American football player (born 1979)

Preston Thomas Parsons (born February 19, 1979) is an American former football quarterback. He was originally signed by the Arizona Cardinals as an undrafted free agent in 2002. He played college football at Northern Arizona.

Parsons was also a member of the Houston Texans, Denver Broncos, and Tennessee Titans.

==Early life==
Preston Parsons attended Jesuit High School in Portland, Oregon, graduating in 1997. While there he earned three varsity letters in football, two in basketball, and one each in baseball and golf. In football, he was a USA Today All-USA selection.

==College career==
Parsons earned honorable mention All-Big Sky honors in 2001.

==Professional career==
After going undrafted in the 2002 NFL draft, Parsons signed with the Arizona Cardinals on April 22, 2002. He was the Cardinals' third-string quarterback for all 16 games in both 2002 and 2003. However, he never played in a regular season NFL game. Parsons was released by Arizona on June 11, 2004.

Parsons signed with the Houston Texans on January 19, 2005. He was waived on August 1, re-signed on August 16, and waived again on September 3, 2005.

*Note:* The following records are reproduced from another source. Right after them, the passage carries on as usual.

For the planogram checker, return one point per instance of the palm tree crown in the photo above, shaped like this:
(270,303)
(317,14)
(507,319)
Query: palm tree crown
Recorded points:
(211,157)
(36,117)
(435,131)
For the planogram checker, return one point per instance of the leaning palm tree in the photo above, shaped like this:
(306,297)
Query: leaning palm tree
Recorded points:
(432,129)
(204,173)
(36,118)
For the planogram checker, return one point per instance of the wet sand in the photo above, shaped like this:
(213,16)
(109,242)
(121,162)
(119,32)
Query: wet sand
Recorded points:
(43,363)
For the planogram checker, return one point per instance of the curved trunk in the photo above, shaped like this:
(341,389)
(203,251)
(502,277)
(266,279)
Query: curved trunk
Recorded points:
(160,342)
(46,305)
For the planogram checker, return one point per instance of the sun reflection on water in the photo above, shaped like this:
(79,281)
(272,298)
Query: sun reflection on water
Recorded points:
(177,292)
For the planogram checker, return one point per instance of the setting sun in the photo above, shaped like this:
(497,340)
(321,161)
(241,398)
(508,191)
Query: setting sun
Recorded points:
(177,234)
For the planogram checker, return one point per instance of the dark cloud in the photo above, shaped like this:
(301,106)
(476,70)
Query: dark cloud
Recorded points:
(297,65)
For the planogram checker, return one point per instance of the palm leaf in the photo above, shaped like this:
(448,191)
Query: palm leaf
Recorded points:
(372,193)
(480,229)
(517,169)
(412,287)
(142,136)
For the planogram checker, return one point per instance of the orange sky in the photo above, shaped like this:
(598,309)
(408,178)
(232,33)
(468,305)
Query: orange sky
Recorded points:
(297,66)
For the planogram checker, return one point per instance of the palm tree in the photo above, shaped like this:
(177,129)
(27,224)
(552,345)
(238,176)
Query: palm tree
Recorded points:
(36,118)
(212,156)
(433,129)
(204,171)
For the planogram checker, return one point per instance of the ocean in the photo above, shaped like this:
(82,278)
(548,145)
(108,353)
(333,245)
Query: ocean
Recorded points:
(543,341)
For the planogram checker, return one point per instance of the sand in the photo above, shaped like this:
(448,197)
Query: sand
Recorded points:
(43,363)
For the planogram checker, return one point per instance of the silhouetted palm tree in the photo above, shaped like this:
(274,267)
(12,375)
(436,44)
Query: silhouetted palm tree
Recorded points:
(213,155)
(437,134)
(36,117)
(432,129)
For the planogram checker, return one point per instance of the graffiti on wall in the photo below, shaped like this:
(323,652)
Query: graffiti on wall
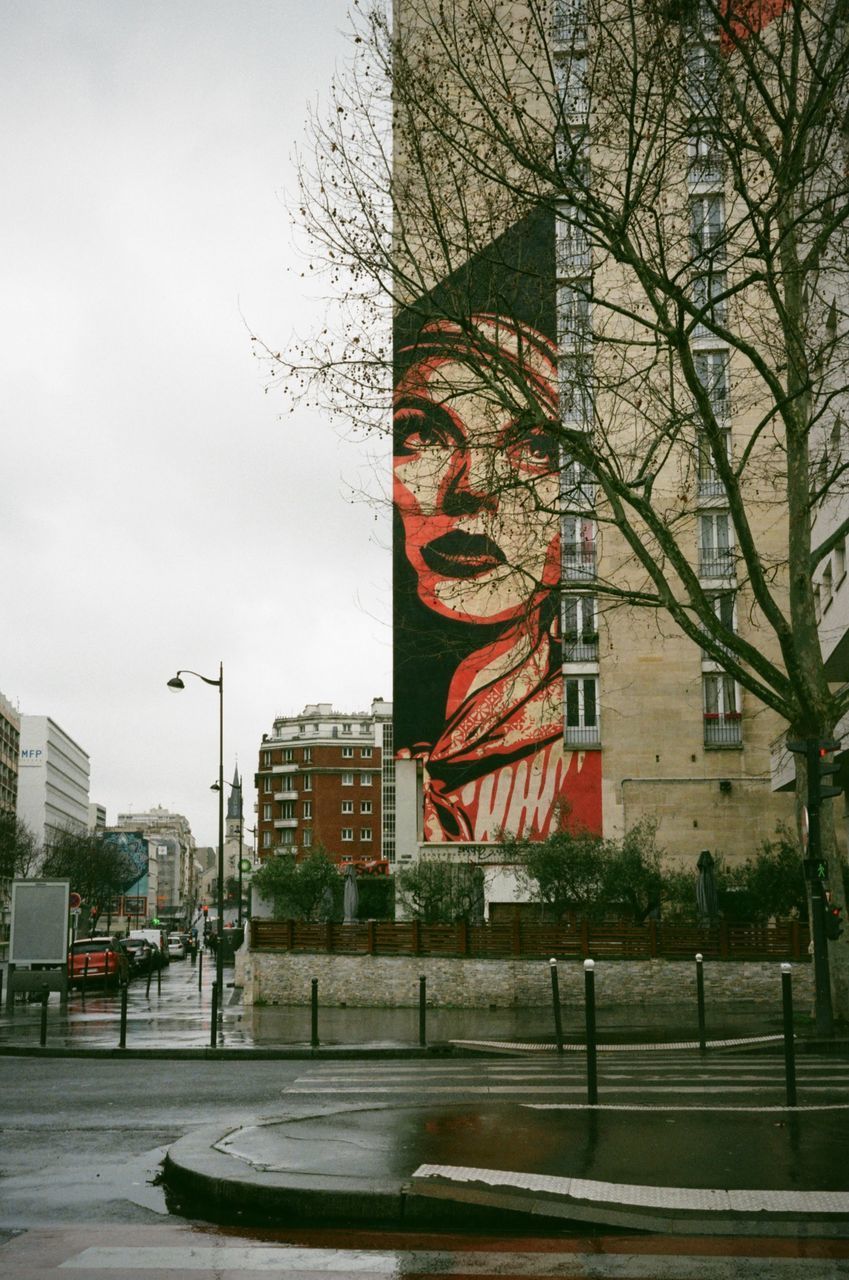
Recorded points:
(478,668)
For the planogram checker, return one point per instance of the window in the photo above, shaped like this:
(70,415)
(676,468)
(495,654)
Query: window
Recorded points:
(721,712)
(576,389)
(716,553)
(582,709)
(579,547)
(571,87)
(573,242)
(573,312)
(580,629)
(707,297)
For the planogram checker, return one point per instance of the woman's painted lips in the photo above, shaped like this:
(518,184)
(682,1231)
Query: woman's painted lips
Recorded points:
(460,554)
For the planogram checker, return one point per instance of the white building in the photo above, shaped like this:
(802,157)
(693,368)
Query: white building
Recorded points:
(53,780)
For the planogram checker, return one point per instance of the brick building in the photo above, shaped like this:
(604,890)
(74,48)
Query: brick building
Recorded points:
(325,780)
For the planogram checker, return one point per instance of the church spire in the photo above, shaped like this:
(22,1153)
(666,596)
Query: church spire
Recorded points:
(234,799)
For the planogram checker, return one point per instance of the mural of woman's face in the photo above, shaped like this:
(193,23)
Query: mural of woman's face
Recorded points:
(477,490)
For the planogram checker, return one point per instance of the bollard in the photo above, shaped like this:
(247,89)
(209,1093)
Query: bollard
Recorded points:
(589,997)
(423,1010)
(789,1051)
(213,1024)
(42,1040)
(699,997)
(555,996)
(122,1038)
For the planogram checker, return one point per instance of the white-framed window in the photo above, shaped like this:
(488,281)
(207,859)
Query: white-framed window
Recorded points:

Parsons was signed to a futures contract by the Denver Broncos on January 3,
2006. He was waived on September 2 and signed to the Broncos' practice squad on September 4, 2006. He signed another futures contract with Denver on January 9, 2007. Parsons was later released on September 2, 2007.

Parsons was signed to the Tennessee Titans' practice squad on September 10, 2008. He was waived on October 8, 2008.

==Legal Issues==
In 2024, Parsons was investigated by the U.S. Attorney’s Office for the District of Colorado due to a whistleblower report that he and his former neuromonitoring company violated the False Claims Act by arranging kickbacks for services. He entered into a settlement for $225,000 to resolve the allegations. This amount was based on Parsons financial condition and limited ability to pay the settlement. He had been previously removed from the neuromonitoring company in 2022, which he founded.